By Metin Demirsar
Ilgaz Mountain National Park (Dunya) – I am reclining on a chaise longue by a heated pool in the Ilgaz Mountain Resort, sipping herbal tea and gazing out to the snow-covered pine forest that envelops the site, awed by the natural surroundings.
I have just had a one-hour long private bubble bath on a heated, octagonal marble belly stone in the resort's hamam, or public bath, and an olive oil massage given by the masseur, and have not felt as clean or relaxed in years. My face is covered with a seaweed mask that I have been told will help tighten my skin and help detoxify my facial pores.
Located in the Ilgaz Mountain National Park, at an altitude of 1,750 meters (5,751 feet), the resort is popular among local tourists and foreigners seeking a vacation in the mountains, away from the hectic sprawl of the cities. Home to grizzly bears, deer, wolves and other wildlife, the Ilgaz Mountain National Park is 450 km (280 miles) east of Istanbul, and 200 km (124 miles) north of Ankara.
As a member of a private tour group, I arrived at the resort on a weekday morning, after a seven-hour bus ride from Istanbul for a three-day, two- night stay.
The Ilgaz Mountains divide the provinces of Cankiri and Kastamonu, but the national park area, skiing facilities and hotels lie in Kastamonu, one of the most verdant provinces in all of Anatolia, often described as the ‘Switzerland of Turkey.' The snow-capped Buyukhacet at 2,587 meters (8,356 feet) is the highest peak in the mountain range.
With its colorful lodges, Ilgaz Mountain Resort offers 118 suites with a total bed 446 bed capacity.

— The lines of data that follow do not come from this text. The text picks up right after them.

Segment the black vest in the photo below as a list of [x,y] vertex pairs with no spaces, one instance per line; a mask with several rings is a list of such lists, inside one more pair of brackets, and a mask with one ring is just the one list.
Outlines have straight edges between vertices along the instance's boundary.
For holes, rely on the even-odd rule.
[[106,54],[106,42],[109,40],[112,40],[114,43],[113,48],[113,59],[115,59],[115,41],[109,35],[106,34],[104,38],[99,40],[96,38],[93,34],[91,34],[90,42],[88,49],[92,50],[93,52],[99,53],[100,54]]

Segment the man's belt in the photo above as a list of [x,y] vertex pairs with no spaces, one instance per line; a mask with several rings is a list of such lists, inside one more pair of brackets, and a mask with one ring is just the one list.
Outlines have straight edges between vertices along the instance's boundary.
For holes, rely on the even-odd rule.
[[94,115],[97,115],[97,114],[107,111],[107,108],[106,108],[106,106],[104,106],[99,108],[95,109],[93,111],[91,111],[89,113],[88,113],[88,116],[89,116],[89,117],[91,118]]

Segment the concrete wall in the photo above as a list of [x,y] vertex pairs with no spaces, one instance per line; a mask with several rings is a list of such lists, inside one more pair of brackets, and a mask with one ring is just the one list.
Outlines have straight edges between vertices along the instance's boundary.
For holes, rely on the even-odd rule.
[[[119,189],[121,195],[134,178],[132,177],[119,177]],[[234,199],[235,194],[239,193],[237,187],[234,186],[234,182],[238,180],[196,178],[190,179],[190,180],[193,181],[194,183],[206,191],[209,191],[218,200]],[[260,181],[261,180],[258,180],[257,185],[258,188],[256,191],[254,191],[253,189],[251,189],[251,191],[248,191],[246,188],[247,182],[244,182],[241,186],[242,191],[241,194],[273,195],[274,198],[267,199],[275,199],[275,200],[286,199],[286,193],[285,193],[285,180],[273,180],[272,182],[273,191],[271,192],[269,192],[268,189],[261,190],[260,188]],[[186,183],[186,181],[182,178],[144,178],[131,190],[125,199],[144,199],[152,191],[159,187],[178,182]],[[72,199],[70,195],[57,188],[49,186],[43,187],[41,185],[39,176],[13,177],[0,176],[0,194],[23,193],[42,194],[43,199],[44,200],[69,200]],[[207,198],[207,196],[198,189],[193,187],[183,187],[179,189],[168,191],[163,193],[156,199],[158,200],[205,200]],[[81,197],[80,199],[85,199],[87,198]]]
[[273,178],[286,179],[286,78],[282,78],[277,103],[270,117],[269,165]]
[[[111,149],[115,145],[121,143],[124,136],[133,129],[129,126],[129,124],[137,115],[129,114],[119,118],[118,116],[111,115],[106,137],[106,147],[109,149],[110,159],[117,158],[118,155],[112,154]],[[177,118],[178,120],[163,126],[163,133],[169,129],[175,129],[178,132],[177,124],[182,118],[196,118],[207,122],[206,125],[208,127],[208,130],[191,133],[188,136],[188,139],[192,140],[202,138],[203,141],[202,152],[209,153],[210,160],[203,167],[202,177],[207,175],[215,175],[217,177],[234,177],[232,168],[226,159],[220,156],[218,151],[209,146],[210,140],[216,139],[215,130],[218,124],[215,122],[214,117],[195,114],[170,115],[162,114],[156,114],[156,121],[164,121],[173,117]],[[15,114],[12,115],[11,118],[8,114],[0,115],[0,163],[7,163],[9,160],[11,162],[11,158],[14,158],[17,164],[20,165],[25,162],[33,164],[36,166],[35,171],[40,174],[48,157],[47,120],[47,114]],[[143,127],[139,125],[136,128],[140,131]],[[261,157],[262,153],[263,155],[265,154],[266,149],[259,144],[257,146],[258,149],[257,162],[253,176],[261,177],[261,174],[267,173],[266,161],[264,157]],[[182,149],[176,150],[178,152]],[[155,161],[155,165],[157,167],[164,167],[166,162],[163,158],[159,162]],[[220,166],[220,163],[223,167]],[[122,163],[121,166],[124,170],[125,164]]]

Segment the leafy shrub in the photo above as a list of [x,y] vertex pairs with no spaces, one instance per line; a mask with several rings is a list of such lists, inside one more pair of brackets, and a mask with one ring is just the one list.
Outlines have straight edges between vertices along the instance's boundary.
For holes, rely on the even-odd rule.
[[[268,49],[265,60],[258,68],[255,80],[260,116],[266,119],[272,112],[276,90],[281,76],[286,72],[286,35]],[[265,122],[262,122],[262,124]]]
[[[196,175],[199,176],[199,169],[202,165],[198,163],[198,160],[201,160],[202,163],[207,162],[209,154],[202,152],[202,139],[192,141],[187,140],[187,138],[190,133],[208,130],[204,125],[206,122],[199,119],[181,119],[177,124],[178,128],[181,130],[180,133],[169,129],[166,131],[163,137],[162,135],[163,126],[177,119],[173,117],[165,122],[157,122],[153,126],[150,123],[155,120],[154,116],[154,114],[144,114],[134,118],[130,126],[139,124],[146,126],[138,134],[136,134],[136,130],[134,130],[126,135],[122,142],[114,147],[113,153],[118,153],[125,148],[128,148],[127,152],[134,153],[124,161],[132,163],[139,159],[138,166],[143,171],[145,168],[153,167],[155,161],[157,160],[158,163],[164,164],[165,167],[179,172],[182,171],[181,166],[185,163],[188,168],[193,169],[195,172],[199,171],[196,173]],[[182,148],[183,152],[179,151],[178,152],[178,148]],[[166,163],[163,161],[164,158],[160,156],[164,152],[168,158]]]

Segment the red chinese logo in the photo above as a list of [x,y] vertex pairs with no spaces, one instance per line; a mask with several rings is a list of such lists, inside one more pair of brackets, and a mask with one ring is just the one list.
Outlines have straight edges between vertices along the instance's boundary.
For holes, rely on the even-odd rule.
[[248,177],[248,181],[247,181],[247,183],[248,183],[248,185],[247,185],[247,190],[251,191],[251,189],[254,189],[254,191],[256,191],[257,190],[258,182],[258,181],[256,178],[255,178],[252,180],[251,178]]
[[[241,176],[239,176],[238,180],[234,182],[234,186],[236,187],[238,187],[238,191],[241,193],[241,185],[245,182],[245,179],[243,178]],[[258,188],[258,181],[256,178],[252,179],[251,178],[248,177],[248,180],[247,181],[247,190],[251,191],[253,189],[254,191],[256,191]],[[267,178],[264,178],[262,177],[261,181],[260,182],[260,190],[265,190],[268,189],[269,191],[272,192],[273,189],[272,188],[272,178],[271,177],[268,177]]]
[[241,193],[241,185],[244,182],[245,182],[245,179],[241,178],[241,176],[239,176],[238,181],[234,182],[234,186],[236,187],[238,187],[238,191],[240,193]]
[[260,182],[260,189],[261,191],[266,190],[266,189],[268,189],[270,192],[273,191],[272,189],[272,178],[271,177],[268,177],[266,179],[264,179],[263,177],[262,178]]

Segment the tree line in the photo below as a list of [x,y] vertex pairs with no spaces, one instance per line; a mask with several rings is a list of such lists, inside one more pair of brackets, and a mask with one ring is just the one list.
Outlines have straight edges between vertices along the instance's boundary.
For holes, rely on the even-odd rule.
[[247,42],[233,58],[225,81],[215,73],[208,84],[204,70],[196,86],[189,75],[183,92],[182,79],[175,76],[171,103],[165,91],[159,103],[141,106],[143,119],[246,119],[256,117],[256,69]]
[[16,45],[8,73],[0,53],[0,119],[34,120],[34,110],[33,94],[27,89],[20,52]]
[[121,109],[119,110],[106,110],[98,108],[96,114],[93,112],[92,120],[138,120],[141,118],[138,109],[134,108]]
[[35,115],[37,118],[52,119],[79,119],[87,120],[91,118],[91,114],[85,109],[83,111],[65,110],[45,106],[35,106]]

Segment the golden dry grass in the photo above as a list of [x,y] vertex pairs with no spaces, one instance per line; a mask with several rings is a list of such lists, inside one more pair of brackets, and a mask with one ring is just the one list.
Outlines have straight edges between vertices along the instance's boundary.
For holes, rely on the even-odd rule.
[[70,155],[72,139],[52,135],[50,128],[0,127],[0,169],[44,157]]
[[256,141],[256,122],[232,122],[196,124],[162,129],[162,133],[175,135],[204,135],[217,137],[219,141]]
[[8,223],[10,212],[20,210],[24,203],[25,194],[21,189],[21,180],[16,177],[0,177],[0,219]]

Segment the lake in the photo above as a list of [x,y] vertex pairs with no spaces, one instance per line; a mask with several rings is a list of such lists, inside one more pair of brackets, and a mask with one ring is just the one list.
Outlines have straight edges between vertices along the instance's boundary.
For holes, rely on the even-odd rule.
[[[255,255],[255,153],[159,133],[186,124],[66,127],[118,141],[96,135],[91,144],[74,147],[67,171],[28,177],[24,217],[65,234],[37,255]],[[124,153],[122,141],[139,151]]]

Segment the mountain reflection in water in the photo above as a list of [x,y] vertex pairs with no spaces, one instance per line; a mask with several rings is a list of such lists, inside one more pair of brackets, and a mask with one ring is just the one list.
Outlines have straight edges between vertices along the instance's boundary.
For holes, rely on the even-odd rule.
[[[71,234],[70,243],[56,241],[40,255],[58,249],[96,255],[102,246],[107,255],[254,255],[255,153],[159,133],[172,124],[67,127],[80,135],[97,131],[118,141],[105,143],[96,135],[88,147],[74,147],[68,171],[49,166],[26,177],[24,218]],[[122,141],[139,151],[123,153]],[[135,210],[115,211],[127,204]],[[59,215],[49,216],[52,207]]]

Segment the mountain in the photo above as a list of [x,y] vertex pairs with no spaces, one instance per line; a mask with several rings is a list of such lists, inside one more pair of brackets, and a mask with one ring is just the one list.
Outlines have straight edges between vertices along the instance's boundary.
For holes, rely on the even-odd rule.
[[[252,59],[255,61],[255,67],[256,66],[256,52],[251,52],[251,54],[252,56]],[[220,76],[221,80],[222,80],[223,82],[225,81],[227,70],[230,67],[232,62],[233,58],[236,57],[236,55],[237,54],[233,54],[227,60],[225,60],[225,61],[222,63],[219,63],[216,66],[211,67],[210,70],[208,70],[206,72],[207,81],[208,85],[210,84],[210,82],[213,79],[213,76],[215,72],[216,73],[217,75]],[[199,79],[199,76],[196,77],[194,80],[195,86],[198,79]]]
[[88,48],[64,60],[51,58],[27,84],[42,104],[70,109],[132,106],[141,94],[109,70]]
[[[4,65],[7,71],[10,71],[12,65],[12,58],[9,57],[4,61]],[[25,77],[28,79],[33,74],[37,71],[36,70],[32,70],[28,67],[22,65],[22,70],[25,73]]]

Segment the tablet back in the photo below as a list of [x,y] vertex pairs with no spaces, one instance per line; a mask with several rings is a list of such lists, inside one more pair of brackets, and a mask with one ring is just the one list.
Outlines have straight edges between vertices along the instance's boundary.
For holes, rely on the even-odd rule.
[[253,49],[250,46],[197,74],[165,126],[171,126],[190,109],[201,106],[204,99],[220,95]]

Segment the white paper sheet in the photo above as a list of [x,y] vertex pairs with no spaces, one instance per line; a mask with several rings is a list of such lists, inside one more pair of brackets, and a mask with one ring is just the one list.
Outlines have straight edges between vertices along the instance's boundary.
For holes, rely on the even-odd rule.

The resort is a subsidiary of Kastamonu Holding, owned by a group of local businessmen living in Istanbul, led by Sudi Topal, a former national boxing champion and entrepreneur.
In addition to its lodges, suites and spa, the resort offers two central restaurants, a bar cafe and a huge, crowded lobby in front of a large fireplace, playrooms for children, a cinema room, and a game room where boisterous backgammon tournaments are held in the evenings.
That morning before the afternoon bath and massage, I took a short ride in a trailer with several others, including skiers, to the ski area of the mountains, where several smaller hotels are located.
I took a ski lift to a 2,100-meter (6,890 ft) mountain top and observed from a cafe, operated by the National Ski Federation, groups of skiers in colorful garb slaloming down the slopes of a half dozen ski-runs, while tasting hot wine, a favorite of skiers.
The federation operates the ski-runs, lifts and also a small hotel at the base of the mountain.
In addition to the small Dagbasi Hotel, Ankara University also operates a hotel and rest and recuperation center for athletes.
The Armed Forces also runs facilities at the site for their members only.
Kastamonu's wooden houses
On the return trip to Istanbul, we stopped off in Kastamonu, the provincial capital, only 40 km (25 miles) from the national park, for several hours.
A city of 94,000 inhabitants, Kastamonu has existed as a commercial center since ancient times, and was a stopping point for caravans on the Silk Road, the trade route linking western Anatolia with China.
Over the millennia, the Hittites, Phrygians, Lydians, Greeks, Romans, and Byzantines, and other peoples controlled the city. In 1084, the Seljuk Turks conquered the city after overrunning most of Anatolia following their victory over the Byzantine army in Manzikert in 1070.
The Ottoman Turks took over the city in 1461 as they united the various beyliks, or feudal Turkish principalities, ruling Anatolia after the collapse of the Seljuk Empire.
The city is known for its splendid wooden houses that cling to the hills that surround Kastamonu, a citadel with strong walls and old mosques and modern shopping plazas.
We visited the Ismail Bey Mosque Complex, with its Caravan Han, where caravan drivers and their animals once stayed, and its handicrafts bazaar.
We also dropped by the Architect Vedat Tek Culture and Art Center, which houses Turkey's only "Hat Museum."